The basic science of early intervention is well understood and existing evidence suggests that initiatives in Wales, like Flying Start and Families First, will have substantial long term benefits; though their outcomes will vary between localities and will depend on the quality of implementation, and the effectiveness and continuity of the wider system of support for children and families.
Quantifying a rate of return on early intervention is extremely challenging:
- Initiatives like Flying Start and Families First include diverse interventions with different delivery models, dosage and intended impacts. This makes it very difficult to specify a single, specific rate of return for early intervention in Wales.
- Effective interventions will have multiple fiscal, social and/or economic benefits which range from short term to very long-run effects spanning generations, which means there are lags between investment in early intervention and the realisation of its full benefits.
- The costs and benefits accrue to diverse agencies and levels of (national and local) government as well as to society as a whole and families and children themselves.
Of course, these challenges are not unique to Wales and our work suggests that, in some aspects, Wales has been leading the way in meeting the data and evidence requirements for effective service delivery and for long-term evaluation.
But estimating the rate of return on investment would require more detailed knowledge of local data and decisions; improved forecasts of population outcomes; and a better understanding of how interventions achieve key outcomes.
The report also emphasises that there is a risk that Wales will not gain all of the fiscal benefits of its spending on early intervention, because of the way costs and benefits are distributed. It therefore stresses the importance of the Welsh Government, HM Treasury and others developing a better understanding of the flows of cost and benefits between administrations and across budgets.

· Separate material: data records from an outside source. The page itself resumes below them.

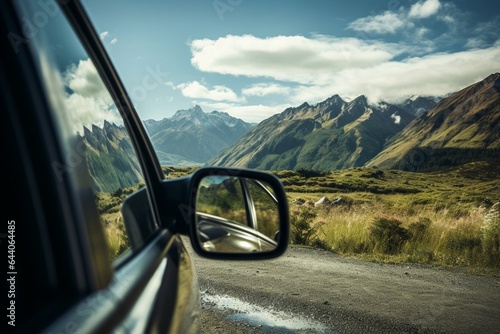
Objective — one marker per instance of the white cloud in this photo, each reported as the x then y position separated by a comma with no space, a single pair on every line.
386,23
196,90
248,113
288,58
263,89
396,118
84,80
432,75
323,66
104,34
424,9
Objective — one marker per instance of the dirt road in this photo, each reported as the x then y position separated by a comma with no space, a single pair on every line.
314,291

The Early Intervention Foundation (EIF) is a charity and one of the Government’s ‘What Works Centres’. Since 2013, EIF is the go-to organisation for evidence and advice on early intervention for tackling the root causes of social problems for children and young people, from conception to early adulthood. A key part of EIF’s role is to use the best evidence to change practice and investment from tackling problems too late to intervening much earlier.